Is this proof correct? I did it myself so I'm not sure if it's right.
Let ${f_k}$ be a sequence of bounded variation on $[a,b]$ such that for each $x\in [a,b]$ $f(x)=\lim_{k\to \infty}f_k(x)$. If there exist $K>0$ such that $V(f_n,[a,b])\le K$ for all $n\in \mathbb N$, then $f$ is bounded variation on $[a,b]$.
Proof:
Let $\epsilon >0$.
Then $V(f,[a,b])=\sum_{i=1}^{k}|f(x_i)-f(x_{i-1})|=\sum_{i=1}^{k}|\lim_{n\to \infty}f_n(x_i)-\lim_{n\to \infty}f_n(x_{i-1})|=\sum_{i=1}^{k}\lim_{n\to \infty}|f(x_i)-f(x_{i-1})|=\lim_{n\to \infty}\sum_{i=1}^{k}|f(x_i)-f(x_{i-1})|=\lim_{n\to \infty}K=K$.

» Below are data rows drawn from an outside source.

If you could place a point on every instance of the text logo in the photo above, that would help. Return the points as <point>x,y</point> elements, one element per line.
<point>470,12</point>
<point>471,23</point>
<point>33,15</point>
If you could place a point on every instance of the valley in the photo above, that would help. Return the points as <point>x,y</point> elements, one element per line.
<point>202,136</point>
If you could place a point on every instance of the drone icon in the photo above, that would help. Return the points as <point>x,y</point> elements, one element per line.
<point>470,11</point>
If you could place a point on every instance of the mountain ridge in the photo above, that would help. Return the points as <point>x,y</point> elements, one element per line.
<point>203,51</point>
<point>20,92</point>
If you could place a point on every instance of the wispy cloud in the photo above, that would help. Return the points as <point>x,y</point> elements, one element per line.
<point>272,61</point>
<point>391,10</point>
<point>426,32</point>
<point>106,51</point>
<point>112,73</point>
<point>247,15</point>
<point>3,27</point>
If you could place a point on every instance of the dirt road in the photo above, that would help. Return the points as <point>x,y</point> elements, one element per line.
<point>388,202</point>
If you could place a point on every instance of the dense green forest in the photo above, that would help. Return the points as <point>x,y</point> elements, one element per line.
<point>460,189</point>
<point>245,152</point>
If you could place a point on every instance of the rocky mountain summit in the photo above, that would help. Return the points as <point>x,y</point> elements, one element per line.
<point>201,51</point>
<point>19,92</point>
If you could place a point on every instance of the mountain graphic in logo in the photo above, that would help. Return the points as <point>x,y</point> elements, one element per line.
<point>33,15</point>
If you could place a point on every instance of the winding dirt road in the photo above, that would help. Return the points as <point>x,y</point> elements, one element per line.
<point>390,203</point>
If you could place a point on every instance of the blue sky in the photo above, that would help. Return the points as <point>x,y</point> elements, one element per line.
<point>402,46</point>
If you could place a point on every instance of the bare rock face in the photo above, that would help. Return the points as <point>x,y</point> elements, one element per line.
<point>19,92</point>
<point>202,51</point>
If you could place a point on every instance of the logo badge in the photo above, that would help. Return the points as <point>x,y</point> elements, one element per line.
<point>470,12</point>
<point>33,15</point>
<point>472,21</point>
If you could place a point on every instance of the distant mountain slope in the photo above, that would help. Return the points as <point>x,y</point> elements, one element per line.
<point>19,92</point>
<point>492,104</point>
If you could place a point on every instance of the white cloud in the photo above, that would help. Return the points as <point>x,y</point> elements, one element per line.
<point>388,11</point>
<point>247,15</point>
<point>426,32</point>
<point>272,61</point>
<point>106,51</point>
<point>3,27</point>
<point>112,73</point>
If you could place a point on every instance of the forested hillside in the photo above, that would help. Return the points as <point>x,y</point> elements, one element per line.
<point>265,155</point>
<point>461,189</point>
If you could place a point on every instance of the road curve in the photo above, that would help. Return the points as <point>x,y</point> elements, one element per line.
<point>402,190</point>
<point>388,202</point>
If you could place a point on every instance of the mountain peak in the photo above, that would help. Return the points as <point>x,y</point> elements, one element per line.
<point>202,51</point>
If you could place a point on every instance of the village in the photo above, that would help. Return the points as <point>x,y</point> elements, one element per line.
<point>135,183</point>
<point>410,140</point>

Therefore $f$ is bounded variation on $[a,b]$.
Please tell me if it is correct or if it's not.
The idea is correct but there are a few mistakes. The variation is the supremum over all $\sum_i^k |f(x_i)-f(x_{i-1})|$ as you change the partitions so you cannot write $V(f,[a,b])=\sum_i |f(x_i)-f(x_{i-1})|$. Start with a given partition $a=x_0<\cdots<x_k=b$. Then $$\sum_i^k |f(x_i)-f(x_{i-1})|=\lim_{n\to\infty}\sum_i^k |f_n(x_i)-f_n(x_{i-1})|.$$ Since the variation is the supremum you have $$\sum_i^k |f_n(x_i)-f_n(x_{i-1})|\le V(f_n,[a,b])\le K$$ for each $n$ and so $$\lim_{n\to\infty}\sum_i^k |f_n(x_i)-f_n(x_{i-1})|\le K.$$ This shows that $$\sum_i^k |f(x_i)-f(x_{i-1})|\le K$$ for every partition $a=x_0<\cdots<x_k=b$ of $[a,b]$. Hence, $K$ is an upper bound and so by the definition of supremum of a set you get $V(f,[a,b])\le K$.